7.         Mengetahui strategi perlindungan nilai tukar dan perlakuan akuntansi yang diperlukan
  1. Strategi Perlindungan
-          Lindung Nilai Neraca
Dapat mengurangi potensi resiko yang dihadapi perusahaan dalam menyesuaikan tingkatan dan nilai denominasi moneter aktiva dan kewajiban perusahaan yang terpapar.
-          Lindung Nilai Operasional
Bentuk perlindungan resiko ini berfokus pada variabel – variabel yang mempengaruhi pendapatan dan beban dalam mata uang asing.
-          Lindung Nilai Struktural
Lindung nilai ini mencakup relokasi tempat manufaktur untuk   mengurangi potensi risiko yang dihadapi perusahaan.
-          Lindung Nilai Kontraktural
Lindung nilai kontraktural ini memberikan fleksibilitas yang lebih besar kepada para manajer dalam mengelola potensi risiko valuta asing yang dihadapi.
  1. Akuntansi Untuk Produk Lindung Nilai
Merupakan kontrak atau instrumen keuangan yang memungkinkan penggunaannya untuk meminimalkan, menghilangkan, atau paling tidak mengalihkan resiko pasar pada pundak pihak lain.
Produk ini mencakup antara lain Contract Forward, future, SWAP, dan Opsi mata uang.

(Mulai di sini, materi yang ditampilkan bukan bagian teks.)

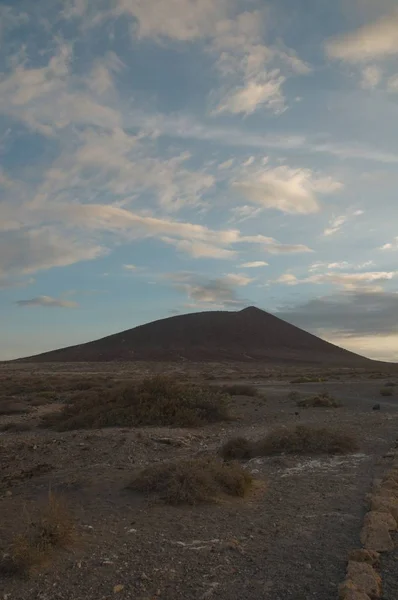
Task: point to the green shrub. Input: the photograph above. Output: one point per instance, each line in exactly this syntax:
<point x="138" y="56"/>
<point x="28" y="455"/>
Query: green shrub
<point x="240" y="389"/>
<point x="156" y="401"/>
<point x="302" y="439"/>
<point x="386" y="391"/>
<point x="192" y="481"/>
<point x="320" y="400"/>
<point x="238" y="448"/>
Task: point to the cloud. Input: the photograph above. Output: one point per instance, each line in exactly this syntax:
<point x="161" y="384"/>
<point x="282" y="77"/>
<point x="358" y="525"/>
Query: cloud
<point x="285" y="189"/>
<point x="200" y="249"/>
<point x="219" y="292"/>
<point x="249" y="98"/>
<point x="375" y="346"/>
<point x="340" y="265"/>
<point x="392" y="84"/>
<point x="373" y="41"/>
<point x="47" y="301"/>
<point x="336" y="223"/>
<point x="27" y="252"/>
<point x="180" y="20"/>
<point x="371" y="77"/>
<point x="348" y="281"/>
<point x="390" y="245"/>
<point x="49" y="98"/>
<point x="350" y="313"/>
<point x="188" y="128"/>
<point x="255" y="264"/>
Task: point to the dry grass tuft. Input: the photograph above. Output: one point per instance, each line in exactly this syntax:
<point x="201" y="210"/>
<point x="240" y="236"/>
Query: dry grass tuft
<point x="15" y="427"/>
<point x="302" y="439"/>
<point x="386" y="391"/>
<point x="308" y="379"/>
<point x="156" y="401"/>
<point x="320" y="400"/>
<point x="238" y="448"/>
<point x="192" y="481"/>
<point x="33" y="550"/>
<point x="11" y="407"/>
<point x="240" y="389"/>
<point x="305" y="439"/>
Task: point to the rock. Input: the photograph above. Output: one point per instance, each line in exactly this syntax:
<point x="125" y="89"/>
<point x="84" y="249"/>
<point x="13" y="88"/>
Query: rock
<point x="363" y="555"/>
<point x="347" y="591"/>
<point x="376" y="518"/>
<point x="375" y="535"/>
<point x="388" y="504"/>
<point x="365" y="578"/>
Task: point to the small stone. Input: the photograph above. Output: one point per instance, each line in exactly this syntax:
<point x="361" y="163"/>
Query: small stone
<point x="363" y="555"/>
<point x="365" y="578"/>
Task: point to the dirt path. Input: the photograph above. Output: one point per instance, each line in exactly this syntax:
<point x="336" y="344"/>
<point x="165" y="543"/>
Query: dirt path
<point x="288" y="541"/>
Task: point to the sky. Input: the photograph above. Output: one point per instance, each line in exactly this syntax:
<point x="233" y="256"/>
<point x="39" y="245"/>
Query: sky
<point x="159" y="157"/>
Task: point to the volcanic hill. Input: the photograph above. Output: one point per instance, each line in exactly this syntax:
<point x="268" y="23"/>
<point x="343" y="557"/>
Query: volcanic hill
<point x="249" y="334"/>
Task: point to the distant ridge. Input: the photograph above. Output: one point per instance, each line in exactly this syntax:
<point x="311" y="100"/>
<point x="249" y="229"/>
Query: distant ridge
<point x="247" y="335"/>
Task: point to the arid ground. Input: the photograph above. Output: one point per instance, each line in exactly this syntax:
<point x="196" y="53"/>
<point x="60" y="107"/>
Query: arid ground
<point x="287" y="539"/>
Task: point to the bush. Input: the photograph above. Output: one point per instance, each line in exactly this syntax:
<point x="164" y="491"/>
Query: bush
<point x="9" y="407"/>
<point x="321" y="400"/>
<point x="33" y="549"/>
<point x="15" y="427"/>
<point x="240" y="389"/>
<point x="386" y="391"/>
<point x="302" y="439"/>
<point x="157" y="401"/>
<point x="238" y="448"/>
<point x="305" y="379"/>
<point x="192" y="481"/>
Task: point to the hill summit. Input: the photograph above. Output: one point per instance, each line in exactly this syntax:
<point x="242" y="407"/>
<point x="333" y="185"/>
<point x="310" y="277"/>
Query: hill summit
<point x="250" y="334"/>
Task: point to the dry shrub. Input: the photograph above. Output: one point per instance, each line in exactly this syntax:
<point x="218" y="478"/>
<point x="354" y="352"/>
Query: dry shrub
<point x="34" y="549"/>
<point x="240" y="389"/>
<point x="302" y="439"/>
<point x="320" y="400"/>
<point x="308" y="379"/>
<point x="10" y="407"/>
<point x="156" y="401"/>
<point x="386" y="391"/>
<point x="15" y="427"/>
<point x="238" y="448"/>
<point x="192" y="481"/>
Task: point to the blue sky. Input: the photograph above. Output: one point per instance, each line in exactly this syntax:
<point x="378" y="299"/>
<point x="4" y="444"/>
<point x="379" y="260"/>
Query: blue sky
<point x="166" y="156"/>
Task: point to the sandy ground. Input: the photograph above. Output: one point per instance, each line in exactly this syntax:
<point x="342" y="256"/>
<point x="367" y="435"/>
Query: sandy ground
<point x="289" y="540"/>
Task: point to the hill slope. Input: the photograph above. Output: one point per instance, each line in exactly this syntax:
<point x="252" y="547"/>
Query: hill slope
<point x="250" y="334"/>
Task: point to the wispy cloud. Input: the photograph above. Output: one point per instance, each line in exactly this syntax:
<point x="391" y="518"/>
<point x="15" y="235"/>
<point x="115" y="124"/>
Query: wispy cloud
<point x="47" y="302"/>
<point x="220" y="292"/>
<point x="337" y="222"/>
<point x="372" y="41"/>
<point x="287" y="190"/>
<point x="254" y="264"/>
<point x="390" y="245"/>
<point x="348" y="281"/>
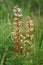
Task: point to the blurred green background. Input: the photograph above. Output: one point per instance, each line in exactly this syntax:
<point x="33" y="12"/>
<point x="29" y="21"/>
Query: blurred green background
<point x="33" y="8"/>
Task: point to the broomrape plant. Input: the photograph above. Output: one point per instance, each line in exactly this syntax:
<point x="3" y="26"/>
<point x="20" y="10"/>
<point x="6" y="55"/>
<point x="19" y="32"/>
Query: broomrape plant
<point x="20" y="41"/>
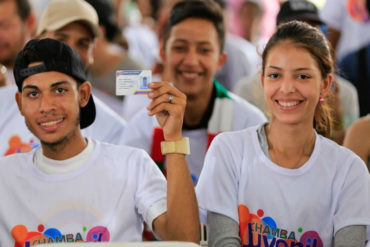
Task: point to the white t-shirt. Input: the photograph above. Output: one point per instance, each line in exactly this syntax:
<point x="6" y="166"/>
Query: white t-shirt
<point x="309" y="204"/>
<point x="139" y="132"/>
<point x="15" y="136"/>
<point x="105" y="199"/>
<point x="354" y="35"/>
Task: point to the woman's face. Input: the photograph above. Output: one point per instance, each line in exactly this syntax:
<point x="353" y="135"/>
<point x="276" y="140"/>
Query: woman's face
<point x="292" y="83"/>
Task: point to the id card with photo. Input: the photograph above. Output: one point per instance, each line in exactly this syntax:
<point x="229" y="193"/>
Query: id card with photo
<point x="130" y="82"/>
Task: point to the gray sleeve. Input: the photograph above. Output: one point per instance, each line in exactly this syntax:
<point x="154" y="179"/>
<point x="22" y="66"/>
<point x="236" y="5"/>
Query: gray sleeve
<point x="222" y="230"/>
<point x="350" y="236"/>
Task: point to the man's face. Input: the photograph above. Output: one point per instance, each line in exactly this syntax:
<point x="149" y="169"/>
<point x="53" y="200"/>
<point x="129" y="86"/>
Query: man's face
<point x="13" y="33"/>
<point x="50" y="103"/>
<point x="192" y="56"/>
<point x="77" y="36"/>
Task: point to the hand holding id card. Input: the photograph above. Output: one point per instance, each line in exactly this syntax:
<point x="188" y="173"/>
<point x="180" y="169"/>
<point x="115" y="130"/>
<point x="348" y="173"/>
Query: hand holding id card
<point x="129" y="82"/>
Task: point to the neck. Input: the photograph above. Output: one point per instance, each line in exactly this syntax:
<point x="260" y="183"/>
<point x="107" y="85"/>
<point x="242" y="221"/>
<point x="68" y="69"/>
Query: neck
<point x="65" y="148"/>
<point x="290" y="146"/>
<point x="196" y="107"/>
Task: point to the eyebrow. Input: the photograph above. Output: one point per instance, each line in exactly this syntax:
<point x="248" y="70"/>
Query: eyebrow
<point x="55" y="84"/>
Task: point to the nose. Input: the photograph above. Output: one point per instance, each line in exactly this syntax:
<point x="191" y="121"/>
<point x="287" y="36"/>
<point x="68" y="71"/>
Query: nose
<point x="47" y="103"/>
<point x="287" y="86"/>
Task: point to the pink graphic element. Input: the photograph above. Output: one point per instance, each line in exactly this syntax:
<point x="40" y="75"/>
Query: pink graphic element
<point x="311" y="238"/>
<point x="98" y="234"/>
<point x="260" y="212"/>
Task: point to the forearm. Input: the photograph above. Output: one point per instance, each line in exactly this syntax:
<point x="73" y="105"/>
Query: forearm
<point x="350" y="236"/>
<point x="222" y="230"/>
<point x="182" y="208"/>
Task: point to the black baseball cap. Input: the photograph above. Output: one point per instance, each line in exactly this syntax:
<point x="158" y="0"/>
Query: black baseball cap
<point x="55" y="56"/>
<point x="300" y="10"/>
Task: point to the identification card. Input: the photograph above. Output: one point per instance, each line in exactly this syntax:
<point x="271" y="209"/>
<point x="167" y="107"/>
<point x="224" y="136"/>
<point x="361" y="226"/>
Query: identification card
<point x="129" y="82"/>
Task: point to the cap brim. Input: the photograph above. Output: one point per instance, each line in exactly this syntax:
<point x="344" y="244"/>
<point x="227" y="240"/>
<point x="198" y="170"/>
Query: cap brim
<point x="88" y="113"/>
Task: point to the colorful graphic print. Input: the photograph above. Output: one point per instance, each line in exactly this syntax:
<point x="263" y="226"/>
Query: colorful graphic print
<point x="17" y="146"/>
<point x="24" y="238"/>
<point x="259" y="231"/>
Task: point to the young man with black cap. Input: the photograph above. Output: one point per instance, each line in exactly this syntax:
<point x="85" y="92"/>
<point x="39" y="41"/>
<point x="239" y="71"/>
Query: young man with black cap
<point x="78" y="189"/>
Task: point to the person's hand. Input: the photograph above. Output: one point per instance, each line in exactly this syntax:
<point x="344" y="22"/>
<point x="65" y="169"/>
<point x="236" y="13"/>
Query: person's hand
<point x="2" y="76"/>
<point x="168" y="105"/>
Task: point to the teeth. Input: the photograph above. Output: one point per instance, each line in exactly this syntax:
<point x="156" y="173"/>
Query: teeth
<point x="51" y="123"/>
<point x="287" y="104"/>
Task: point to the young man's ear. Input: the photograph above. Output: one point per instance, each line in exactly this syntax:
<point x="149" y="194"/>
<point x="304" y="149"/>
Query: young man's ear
<point x="18" y="99"/>
<point x="84" y="92"/>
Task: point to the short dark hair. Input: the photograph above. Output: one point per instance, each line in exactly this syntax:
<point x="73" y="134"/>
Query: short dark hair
<point x="23" y="8"/>
<point x="202" y="9"/>
<point x="106" y="16"/>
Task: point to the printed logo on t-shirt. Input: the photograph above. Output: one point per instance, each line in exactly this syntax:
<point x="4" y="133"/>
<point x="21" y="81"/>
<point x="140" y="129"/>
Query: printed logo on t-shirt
<point x="17" y="146"/>
<point x="257" y="230"/>
<point x="24" y="238"/>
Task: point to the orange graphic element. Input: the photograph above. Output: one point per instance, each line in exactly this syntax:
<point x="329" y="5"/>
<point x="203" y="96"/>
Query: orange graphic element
<point x="16" y="146"/>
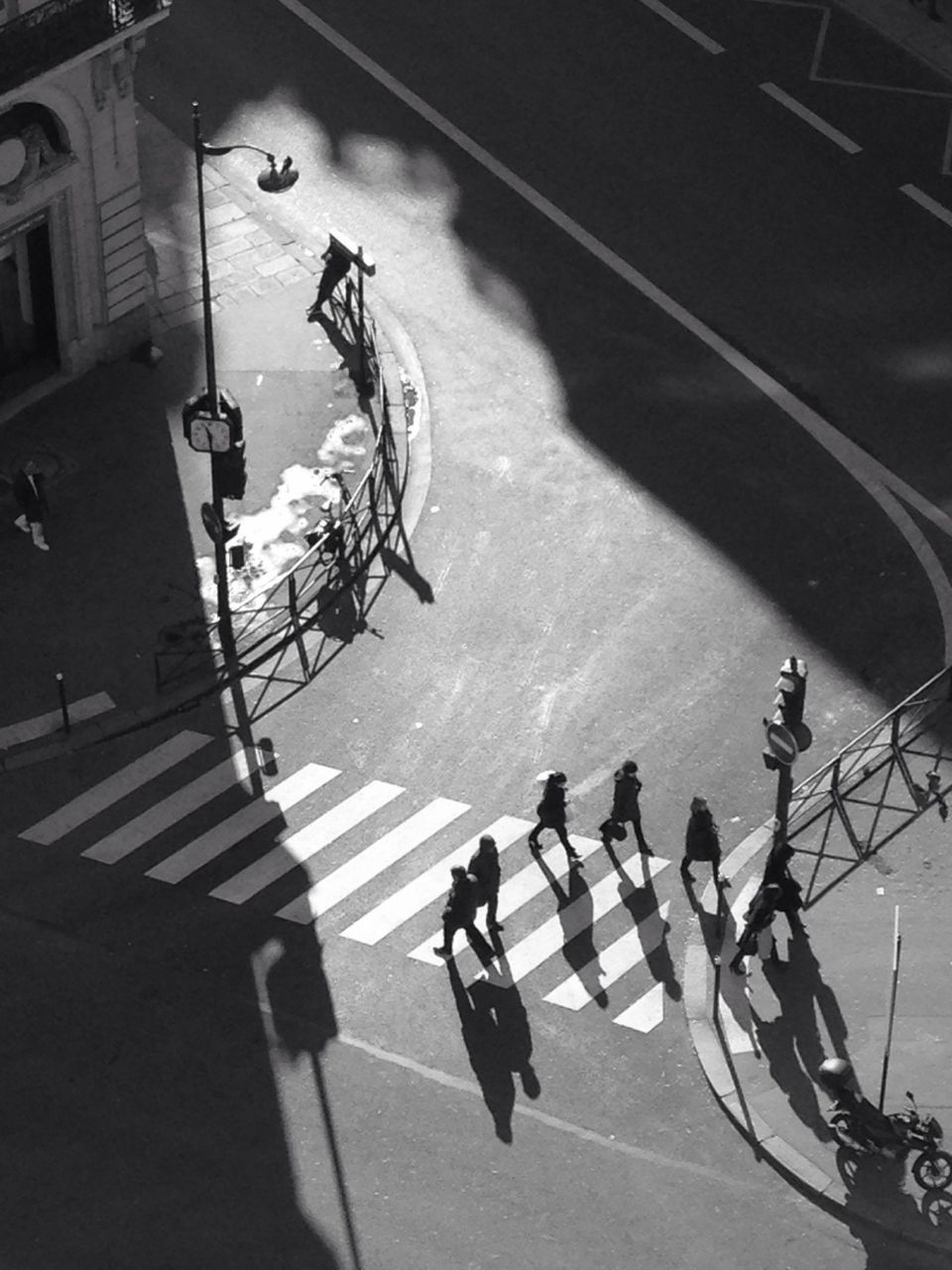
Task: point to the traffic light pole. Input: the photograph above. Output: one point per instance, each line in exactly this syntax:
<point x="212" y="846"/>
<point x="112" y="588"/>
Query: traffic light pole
<point x="221" y="559"/>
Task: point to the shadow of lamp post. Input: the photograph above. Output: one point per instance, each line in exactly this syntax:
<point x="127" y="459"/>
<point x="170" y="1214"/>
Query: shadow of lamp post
<point x="212" y="420"/>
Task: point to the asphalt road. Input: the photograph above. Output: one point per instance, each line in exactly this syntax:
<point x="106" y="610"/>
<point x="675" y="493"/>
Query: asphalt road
<point x="624" y="538"/>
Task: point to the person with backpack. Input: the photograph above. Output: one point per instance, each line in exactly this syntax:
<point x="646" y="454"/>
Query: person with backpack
<point x="552" y="812"/>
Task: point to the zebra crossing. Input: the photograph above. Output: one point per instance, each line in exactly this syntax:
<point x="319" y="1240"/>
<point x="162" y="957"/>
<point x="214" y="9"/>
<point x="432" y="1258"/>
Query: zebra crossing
<point x="296" y="852"/>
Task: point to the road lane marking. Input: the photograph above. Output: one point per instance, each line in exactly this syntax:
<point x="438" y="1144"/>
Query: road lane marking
<point x="429" y="885"/>
<point x="647" y="1012"/>
<point x="616" y="960"/>
<point x="683" y="26"/>
<point x="807" y="116"/>
<point x="51" y="721"/>
<point x="928" y="203"/>
<point x="103" y="795"/>
<point x="566" y="925"/>
<point x="272" y="806"/>
<point x="326" y="892"/>
<point x="128" y="837"/>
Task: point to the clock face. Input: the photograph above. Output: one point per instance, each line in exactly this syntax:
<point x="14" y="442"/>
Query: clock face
<point x="209" y="435"/>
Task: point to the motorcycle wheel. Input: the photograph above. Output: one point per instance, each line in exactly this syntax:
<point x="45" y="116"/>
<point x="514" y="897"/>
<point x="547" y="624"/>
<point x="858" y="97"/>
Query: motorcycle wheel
<point x="933" y="1170"/>
<point x="842" y="1129"/>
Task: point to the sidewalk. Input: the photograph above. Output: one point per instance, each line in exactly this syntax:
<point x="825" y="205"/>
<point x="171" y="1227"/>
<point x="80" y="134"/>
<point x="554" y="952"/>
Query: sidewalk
<point x="131" y="568"/>
<point x="762" y="1037"/>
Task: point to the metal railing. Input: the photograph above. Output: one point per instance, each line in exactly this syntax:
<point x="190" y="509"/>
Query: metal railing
<point x="333" y="572"/>
<point x="879" y="784"/>
<point x="53" y="33"/>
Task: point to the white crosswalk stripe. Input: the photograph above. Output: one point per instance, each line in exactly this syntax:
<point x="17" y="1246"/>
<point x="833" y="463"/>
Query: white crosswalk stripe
<point x="537" y="931"/>
<point x="303" y="844"/>
<point x="430" y="885"/>
<point x="160" y="817"/>
<point x="335" y="887"/>
<point x="216" y="841"/>
<point x="102" y="797"/>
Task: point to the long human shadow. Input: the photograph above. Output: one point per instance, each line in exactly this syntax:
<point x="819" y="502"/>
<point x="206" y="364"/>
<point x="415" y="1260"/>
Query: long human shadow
<point x="578" y="945"/>
<point x="642" y="901"/>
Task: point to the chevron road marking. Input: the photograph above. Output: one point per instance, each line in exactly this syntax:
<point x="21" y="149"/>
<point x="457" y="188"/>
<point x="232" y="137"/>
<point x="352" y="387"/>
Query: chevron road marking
<point x="102" y="797"/>
<point x="254" y="816"/>
<point x="127" y="838"/>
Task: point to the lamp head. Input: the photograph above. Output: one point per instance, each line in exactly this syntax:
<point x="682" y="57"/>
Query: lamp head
<point x="273" y="180"/>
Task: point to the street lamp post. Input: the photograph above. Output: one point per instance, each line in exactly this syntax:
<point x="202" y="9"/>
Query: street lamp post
<point x="213" y="409"/>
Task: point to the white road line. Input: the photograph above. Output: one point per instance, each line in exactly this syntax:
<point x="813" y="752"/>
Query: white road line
<point x="683" y="26"/>
<point x="616" y="960"/>
<point x="307" y="842"/>
<point x="51" y="721"/>
<point x="127" y="838"/>
<point x="367" y="865"/>
<point x="518" y="890"/>
<point x="254" y="816"/>
<point x="928" y="203"/>
<point x="821" y="126"/>
<point x="876" y="479"/>
<point x="429" y="885"/>
<point x="647" y="1012"/>
<point x="103" y="795"/>
<point x="562" y="928"/>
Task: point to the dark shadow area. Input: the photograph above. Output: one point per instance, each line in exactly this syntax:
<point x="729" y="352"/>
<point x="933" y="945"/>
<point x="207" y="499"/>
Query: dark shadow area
<point x="578" y="930"/>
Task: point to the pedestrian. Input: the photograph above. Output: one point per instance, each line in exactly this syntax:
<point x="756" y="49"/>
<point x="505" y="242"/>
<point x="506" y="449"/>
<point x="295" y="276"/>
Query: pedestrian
<point x="777" y="870"/>
<point x="625" y="806"/>
<point x="552" y="813"/>
<point x="757" y="934"/>
<point x="702" y="842"/>
<point x="31" y="498"/>
<point x="484" y="866"/>
<point x="460" y="911"/>
<point x="336" y="266"/>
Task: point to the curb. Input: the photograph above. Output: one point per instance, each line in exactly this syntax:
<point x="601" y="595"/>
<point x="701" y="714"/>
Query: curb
<point x="400" y="368"/>
<point x="699" y="975"/>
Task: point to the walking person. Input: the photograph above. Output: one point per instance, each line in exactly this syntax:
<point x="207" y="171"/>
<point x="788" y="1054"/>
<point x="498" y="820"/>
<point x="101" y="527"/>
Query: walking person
<point x="484" y="866"/>
<point x="461" y="910"/>
<point x="552" y="812"/>
<point x="757" y="934"/>
<point x="625" y="803"/>
<point x="702" y="842"/>
<point x="777" y="870"/>
<point x="31" y="498"/>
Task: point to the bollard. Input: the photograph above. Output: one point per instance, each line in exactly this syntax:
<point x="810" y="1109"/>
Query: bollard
<point x="63" y="707"/>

-          Contract Forward Valas
Merupakan perjanjian untuk mengirimkan atau menerima jumlah mata uang tertentu yang dipertukarkan dengan mata uang domestik, pada suatu tanggal di masa mendatang.
-          Future Keuangan
Merupakan komitmen untuk membeli atau menyerahkan sejumlah mata uang asing pada suatu tanggal tertentu di masa depan dengan harga yang ditentukan.
-          Opsi Mata Uang
Memberikan hak kepada pembeli untuk membeli (call) atau menjual (put) suatu mata uang dari pihak penjual (pembuat) berdasarkan harga (eksekusi) tertentu pada atau sebelum tanggal kadaluwarsa (eksekusi) yang telah ditentukan.
-          SWAP Mata Uang
Mencakup pertukaran saat ini dan dimasa depan atas dua mata uang yang berbeda berdasarkan kurs yang telah ditentukan sebelumnya.
SWAP mata uang memungkinkan perusahaan untuk :
-          Mendapatkan akses terhadap pasar modal yang sebelum tidak didapat diakses dengan biaya yang relatif rendah.

-          Melakukan lindung nilai terhadap risiko kurs yang timbul dari kegiatan usaha internasional.